Chana Porter
Completed 6/25/2024, Reviewed 6/25/2024
5 stars
This is the last remaining book nominated for a 2024 Speculative Fiction Lammy. The winner was I Keep My Exoskeletons to Myself. I think it deserved to win. However, this would have been a very strong runner up. I was floored by the power of this novel. It’s about a dystopian planet with capitalism run amok, where fat shaming has become engrained in the government and religion. Corporations and ministers convince people that to eat is to sin. The poor live on the ground, vulnerable to the rising seas while the super-rich live in towers. At first, I was rather put off by the book, but after about one hundred pages, I had bought into the premise. I was hooked.
There are two main characters told in alternating chapters. Beatrice is a teen living in a corporate owned community called Seagate. Everyone there has bought into the societal and religious doctrine to eat as little as possible, as chewing, digesting, and defecating has become taboo, worthy only of animals. Beatrice believes in the doctrine, but also believes food can taste good. She wants to be a chef, but of course will have to leave home to live that dream.
Reiko has graduated high school with a scholarship to an expensive technical university where she can develop her amazing programming skills and have a chance at a good job. She is of the lower class, the indigenous people who don’t cover their mouths when chewing and don’t starve themselves on nutrition pills, but are also not considered citizens of their own land. When her funding is cut, she takes to a life of hi tech grifting to make her way to the top of society.
I think my initial hesitation with the book was that I didn’t like the circumstances of the main characters. It was too bleak. Sometimes a good book is too bleak to appreciate because you don’t want to enter that world. However, I soon found myself very much inside Beatrice and Reiko’s heads. They are both wonderful characters with fascinating arcs. They start as naïve teens but grow into self-empowered women. Neither is perfect, but they are both strong. I enjoyed reading about them even when they were making bad decisions.

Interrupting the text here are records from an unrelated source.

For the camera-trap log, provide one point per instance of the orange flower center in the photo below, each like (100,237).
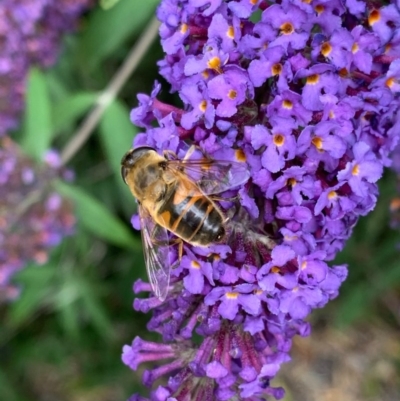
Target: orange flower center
(287,104)
(317,142)
(374,17)
(326,49)
(232,94)
(276,69)
(279,140)
(312,79)
(215,64)
(240,155)
(287,28)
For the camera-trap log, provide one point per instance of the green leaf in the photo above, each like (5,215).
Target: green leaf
(117,133)
(7,386)
(96,311)
(38,129)
(108,29)
(96,218)
(107,4)
(35,282)
(67,112)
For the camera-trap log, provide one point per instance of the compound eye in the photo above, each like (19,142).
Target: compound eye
(124,172)
(220,234)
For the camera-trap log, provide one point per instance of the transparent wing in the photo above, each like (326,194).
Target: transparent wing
(212,176)
(156,249)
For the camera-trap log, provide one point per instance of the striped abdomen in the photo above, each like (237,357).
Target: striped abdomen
(196,219)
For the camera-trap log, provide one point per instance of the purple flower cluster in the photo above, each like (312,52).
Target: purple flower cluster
(30,34)
(33,217)
(308,93)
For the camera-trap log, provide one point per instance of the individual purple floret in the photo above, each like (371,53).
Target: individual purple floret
(33,216)
(30,34)
(307,93)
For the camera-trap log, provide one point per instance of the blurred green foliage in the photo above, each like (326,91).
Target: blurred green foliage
(62,339)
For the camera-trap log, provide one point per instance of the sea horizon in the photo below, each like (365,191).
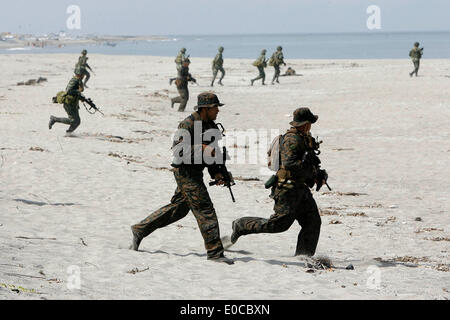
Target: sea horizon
(339,45)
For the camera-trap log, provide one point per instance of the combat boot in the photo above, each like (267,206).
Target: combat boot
(51,122)
(136,241)
(235,235)
(221,258)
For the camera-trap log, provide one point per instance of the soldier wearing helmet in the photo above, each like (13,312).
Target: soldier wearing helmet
(71,103)
(260,63)
(416,55)
(180,58)
(182,85)
(191,193)
(82,65)
(276,60)
(217,65)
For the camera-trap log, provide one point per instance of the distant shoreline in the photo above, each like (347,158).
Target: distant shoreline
(42,42)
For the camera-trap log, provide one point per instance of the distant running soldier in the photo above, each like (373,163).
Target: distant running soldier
(289,72)
(217,65)
(71,103)
(180,58)
(83,66)
(182,85)
(190,159)
(276,60)
(260,63)
(416,55)
(298,172)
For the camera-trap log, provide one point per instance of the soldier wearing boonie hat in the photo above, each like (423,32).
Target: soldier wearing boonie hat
(291,189)
(191,193)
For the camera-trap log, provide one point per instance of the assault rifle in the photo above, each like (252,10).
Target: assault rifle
(91,104)
(310,158)
(227,176)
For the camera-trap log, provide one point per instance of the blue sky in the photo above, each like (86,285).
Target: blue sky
(147,17)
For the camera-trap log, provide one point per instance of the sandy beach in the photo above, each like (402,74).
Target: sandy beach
(67,203)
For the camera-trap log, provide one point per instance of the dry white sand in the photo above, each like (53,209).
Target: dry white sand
(67,203)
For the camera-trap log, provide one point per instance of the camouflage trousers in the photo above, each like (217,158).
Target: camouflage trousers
(215,71)
(74,117)
(290,205)
(191,195)
(277,73)
(262,74)
(416,67)
(182,99)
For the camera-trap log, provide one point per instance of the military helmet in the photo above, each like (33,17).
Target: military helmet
(77,71)
(207,100)
(303,116)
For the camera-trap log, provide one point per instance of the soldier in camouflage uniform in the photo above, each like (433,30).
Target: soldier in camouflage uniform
(293,198)
(71,104)
(416,55)
(217,65)
(289,72)
(191,193)
(179,60)
(182,86)
(83,66)
(260,63)
(277,59)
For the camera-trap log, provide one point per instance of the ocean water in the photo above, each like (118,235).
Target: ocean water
(377,45)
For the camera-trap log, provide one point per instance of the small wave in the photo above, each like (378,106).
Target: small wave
(18,49)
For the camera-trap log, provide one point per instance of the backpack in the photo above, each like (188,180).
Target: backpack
(273,154)
(60,97)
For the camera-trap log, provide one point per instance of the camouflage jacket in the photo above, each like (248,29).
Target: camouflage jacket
(218,60)
(183,78)
(278,58)
(261,61)
(82,62)
(195,160)
(180,58)
(292,148)
(75,87)
(415,54)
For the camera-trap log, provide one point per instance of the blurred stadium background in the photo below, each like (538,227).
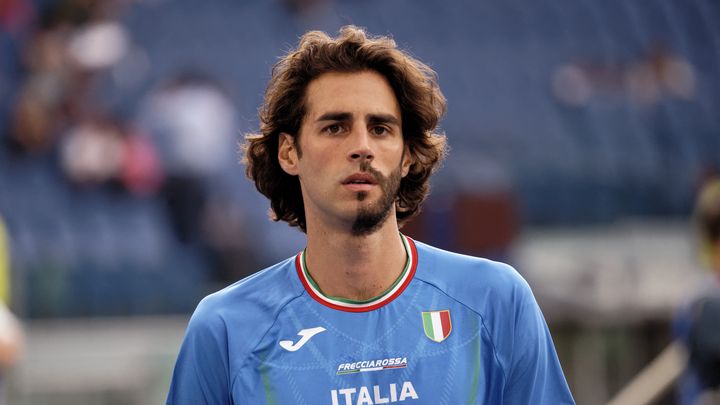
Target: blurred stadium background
(580,133)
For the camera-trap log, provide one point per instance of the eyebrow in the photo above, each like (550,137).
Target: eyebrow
(383,119)
(371,119)
(335,116)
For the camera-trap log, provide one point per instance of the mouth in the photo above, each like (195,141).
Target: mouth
(360,182)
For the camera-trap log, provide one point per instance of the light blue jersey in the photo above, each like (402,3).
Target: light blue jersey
(452,330)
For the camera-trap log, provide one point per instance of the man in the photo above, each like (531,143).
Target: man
(364,315)
(696,325)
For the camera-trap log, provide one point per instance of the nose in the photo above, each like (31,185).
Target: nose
(360,149)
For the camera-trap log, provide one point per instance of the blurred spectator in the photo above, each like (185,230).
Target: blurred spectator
(192,122)
(698,323)
(92,152)
(10,332)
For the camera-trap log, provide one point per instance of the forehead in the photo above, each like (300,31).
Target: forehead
(359,93)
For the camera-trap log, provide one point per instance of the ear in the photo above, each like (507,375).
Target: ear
(287,154)
(407,161)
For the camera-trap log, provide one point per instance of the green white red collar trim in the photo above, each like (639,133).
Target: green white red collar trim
(343,304)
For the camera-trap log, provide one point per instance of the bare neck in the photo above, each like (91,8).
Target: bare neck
(355,267)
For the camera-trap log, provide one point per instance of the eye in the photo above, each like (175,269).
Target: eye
(379,130)
(333,129)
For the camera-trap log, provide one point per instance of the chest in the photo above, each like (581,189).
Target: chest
(418,351)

One interesting thing about this society that Porter created is that the substitute for eating is sex. Besides controlling hunger, society, particularly religion, has normalized sexual promiscuity as a form of worship. Eventually, the reader realizes is that it has become the substitute for eating. The book is not one big orgy, but sex plays a major role in how people interact with each other. For people who are monogamous, it is almost as culturally difficult as wanting to chew food.
The world building of this book is tremendous. I was amazed at the imagination that went into extrapolating fat-shaming into a cultural, religious, and corporate norm. When we finally get to parts where food is savored by the eaters, it is a splendid visceral experience.
I give this book five stars out of five. Reading it was profound, with the experiences of both Beatrice and Reiko, regarding food, sex, and simple control over their own bodies. It’s a dark book and may be too much of a downer for some. But I found it to be a worthwhile experience, provoking my own hangups around food and sex. It’s well written and beautifully imagined. Porter hasn’t written a lot yet, but I would definitely be open to more of her work in the future.